In her 2007 article, ‘Transnationalizing the Public Sphere: On the Legitimacy and Efficacy of Public Opinion in a Post-Westphalian World’, Nancy Fraser notes how common it has become to speak of ‘transnational public spheres’. Even though this phrase might have some descriptive value for understanding communication flows, she observes, this phrase seems to be an oxymoron from the perspective of public sphere theory. If a national public opinion was politically efficacious because it was able to influence the politics of national governments, Fraser writes, it is unclear what the political power is that could make a transnational public opinion politically efficacious.

However, when it comes to Israel/Palestine, there already exists a hegemonic transnational public opinion that has been very politically efficacious: a discourse that portrays Israel as ‘the only democracy in the Middle-East’ and that frames the colonisation and ethnic cleansing of Palestine as a ‘conflict’ between two symmetrical parties. This transnational discourse has been the ideological underpinning for the unprecedented transnational political, economic, and military support for the Israeli state. Because of the transnational nature of this hegemonic discourse, that has condoned and normalised anti-Palestinian violence, contesting its hegemony also needs to happen transnationally.

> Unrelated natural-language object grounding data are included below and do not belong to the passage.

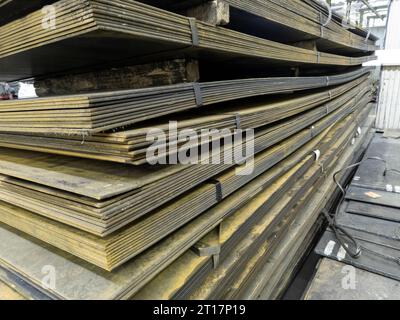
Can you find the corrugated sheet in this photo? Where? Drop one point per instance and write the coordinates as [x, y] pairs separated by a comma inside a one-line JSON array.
[[389, 101], [393, 37]]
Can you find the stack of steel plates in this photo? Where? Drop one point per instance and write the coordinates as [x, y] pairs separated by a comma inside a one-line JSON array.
[[305, 20], [130, 145], [96, 112], [370, 213], [29, 45], [80, 193], [135, 276]]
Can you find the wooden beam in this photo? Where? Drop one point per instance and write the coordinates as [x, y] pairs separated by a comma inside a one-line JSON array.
[[215, 12], [131, 77]]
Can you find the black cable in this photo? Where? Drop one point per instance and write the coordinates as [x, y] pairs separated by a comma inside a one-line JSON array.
[[340, 233]]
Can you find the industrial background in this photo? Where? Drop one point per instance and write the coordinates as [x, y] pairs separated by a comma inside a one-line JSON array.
[[199, 149]]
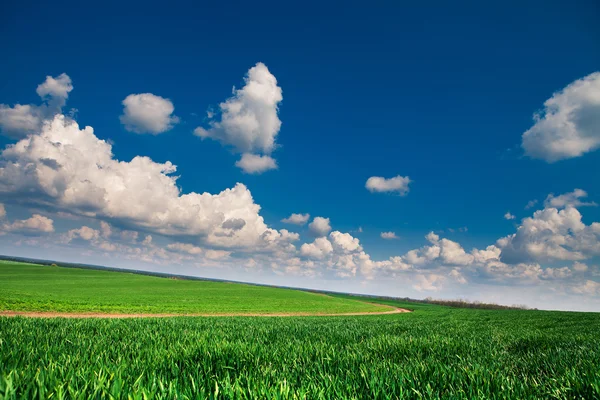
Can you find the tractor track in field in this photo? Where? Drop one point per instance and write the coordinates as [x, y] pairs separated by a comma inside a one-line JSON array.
[[55, 314]]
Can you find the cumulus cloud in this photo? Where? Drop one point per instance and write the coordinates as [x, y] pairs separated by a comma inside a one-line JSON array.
[[248, 120], [256, 164], [105, 229], [429, 282], [398, 184], [184, 248], [551, 234], [296, 219], [37, 224], [320, 226], [569, 125], [147, 240], [22, 120], [85, 233], [69, 168], [148, 113], [571, 199], [531, 204]]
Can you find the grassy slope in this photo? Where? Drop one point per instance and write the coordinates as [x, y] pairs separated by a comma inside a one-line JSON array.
[[434, 352], [29, 287]]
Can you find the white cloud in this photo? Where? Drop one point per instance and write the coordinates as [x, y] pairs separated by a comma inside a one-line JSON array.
[[569, 125], [317, 249], [296, 219], [105, 229], [429, 282], [397, 184], [579, 267], [147, 240], [71, 169], [185, 248], [22, 120], [85, 233], [589, 287], [344, 242], [530, 204], [255, 164], [570, 199], [320, 226], [551, 234], [249, 122], [148, 113], [34, 225]]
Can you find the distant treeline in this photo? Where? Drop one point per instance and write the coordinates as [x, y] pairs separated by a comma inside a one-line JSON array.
[[460, 303]]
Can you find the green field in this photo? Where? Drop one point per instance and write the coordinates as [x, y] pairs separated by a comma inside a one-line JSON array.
[[30, 287], [433, 352]]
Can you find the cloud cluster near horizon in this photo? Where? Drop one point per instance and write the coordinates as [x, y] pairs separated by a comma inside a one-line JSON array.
[[59, 167]]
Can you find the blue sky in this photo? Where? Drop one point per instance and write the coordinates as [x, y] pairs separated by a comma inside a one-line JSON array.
[[439, 93]]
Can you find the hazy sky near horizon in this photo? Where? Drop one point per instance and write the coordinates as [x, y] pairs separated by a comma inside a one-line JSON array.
[[399, 149]]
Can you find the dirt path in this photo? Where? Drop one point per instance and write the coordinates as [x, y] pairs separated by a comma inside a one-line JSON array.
[[54, 314]]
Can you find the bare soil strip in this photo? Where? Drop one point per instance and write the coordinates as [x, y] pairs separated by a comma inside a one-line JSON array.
[[54, 314]]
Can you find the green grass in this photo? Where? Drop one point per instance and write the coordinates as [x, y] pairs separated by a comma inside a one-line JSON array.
[[434, 352], [30, 287]]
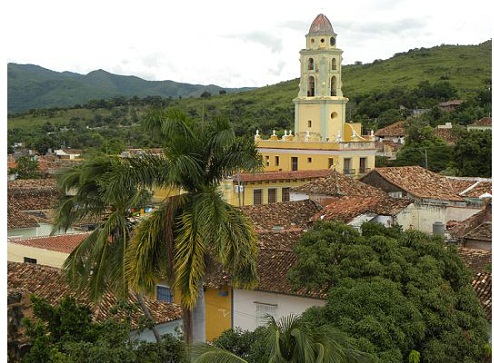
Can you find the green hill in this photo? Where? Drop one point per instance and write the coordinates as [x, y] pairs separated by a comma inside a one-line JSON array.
[[34, 87], [467, 68]]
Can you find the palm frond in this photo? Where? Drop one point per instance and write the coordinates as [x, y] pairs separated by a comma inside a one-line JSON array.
[[204, 353], [151, 251], [189, 258]]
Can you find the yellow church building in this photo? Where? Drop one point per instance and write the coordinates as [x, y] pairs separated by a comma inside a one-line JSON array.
[[322, 139]]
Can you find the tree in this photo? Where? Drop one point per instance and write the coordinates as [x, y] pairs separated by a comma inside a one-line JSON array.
[[394, 292], [422, 147], [174, 242], [27, 167], [97, 264], [290, 339], [472, 153], [67, 333]]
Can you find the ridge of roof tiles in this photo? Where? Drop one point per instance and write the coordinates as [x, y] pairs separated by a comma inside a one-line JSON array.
[[49, 283], [64, 243], [395, 129], [286, 215], [337, 185], [419, 182], [281, 175]]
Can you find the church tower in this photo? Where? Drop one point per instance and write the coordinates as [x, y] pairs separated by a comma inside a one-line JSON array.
[[320, 105]]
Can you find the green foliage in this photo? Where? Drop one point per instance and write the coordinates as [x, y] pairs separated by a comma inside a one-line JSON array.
[[422, 147], [27, 167], [290, 339], [414, 357], [67, 333], [472, 153], [393, 292]]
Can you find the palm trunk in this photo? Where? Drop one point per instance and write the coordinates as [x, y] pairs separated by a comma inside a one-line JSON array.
[[199, 317], [146, 311]]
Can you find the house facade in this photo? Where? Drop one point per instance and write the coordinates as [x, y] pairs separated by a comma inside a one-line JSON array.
[[322, 138]]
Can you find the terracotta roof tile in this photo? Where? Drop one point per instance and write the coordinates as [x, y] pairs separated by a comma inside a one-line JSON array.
[[470, 187], [347, 208], [48, 283], [483, 217], [475, 259], [287, 215], [419, 182], [64, 243], [282, 175], [336, 184], [484, 121], [396, 129], [482, 284]]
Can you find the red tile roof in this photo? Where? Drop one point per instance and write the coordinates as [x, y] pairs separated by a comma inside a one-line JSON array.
[[470, 187], [49, 283], [296, 214], [419, 182], [484, 121], [336, 184], [482, 284], [347, 208], [282, 175], [64, 243], [396, 129]]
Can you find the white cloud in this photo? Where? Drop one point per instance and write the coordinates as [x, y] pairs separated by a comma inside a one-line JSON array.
[[228, 43]]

Moreover, if BDS campaigns aim for a ‘global struggle for Palestinian rights’, their conception of the global is not an abstraction. On the contrary, this global struggle takes place on, and forges connections between many concrete stages for political action: local, national, European, United Nations, but also the level of multinational corporations (Veolia, HP, Airbnb, etc). These connections prominently include transnational connections between local activists. Thus, the question how law might facilitate politics across the boundaries of the nation-state is particularly urgent.

I will conclude on a couple of hopeful notes. First, the protection of the right to boycott in the European Union. On 15 September 2016, Vice-President of the European Commission Federica Mogherini responded to the questions of a Member of the European Parliament about the call of Israeli Minister Yisrael Katz to engage in ‘targeted civil eliminations’ of BDS leaders, which was strongly condemned by Amnesty International. Mogherini said: ‘The EU stands firm in protecting freedom of expression and freedom of association in line with the Charter of Fundamental Rights of the European Union, which is applicable on EU Member States’ territory, including with regard to BDS actions carried out on its territory’.

A second hopeful note are the court rulings in the United States that have affirmed the right to boycott for BDS activists. For instance, in Bahia Amawi v Pflugerville Independent School District (2019), the US District Court in Austin, Texas, decided that under NAACP v Claiborne, BDS boycotts, ‘as a form of political expression, rest on “the highest rung of the hierarchy of First Amendment values”’. The case was brought by a speech pathologist who had been fired because she had refused to sign an addendum in her renewal contract requiring her to certify that she would not boycott Israel during the term of her employment. Against the defendant’s argument that NAACP v Claiborne does not apply to BDS because it ‘does not address boycotts directed at a foreign nation’, the court argued: ‘There is no authority to support the notion that speech must be concerned with domestic affairs to enjoy constitutional protection; indeed the Supreme Court has held just the opposite’. These developments can inspire legal scholars to theorise fundamental political rights beyond the public/private divide and beyond the nation-state.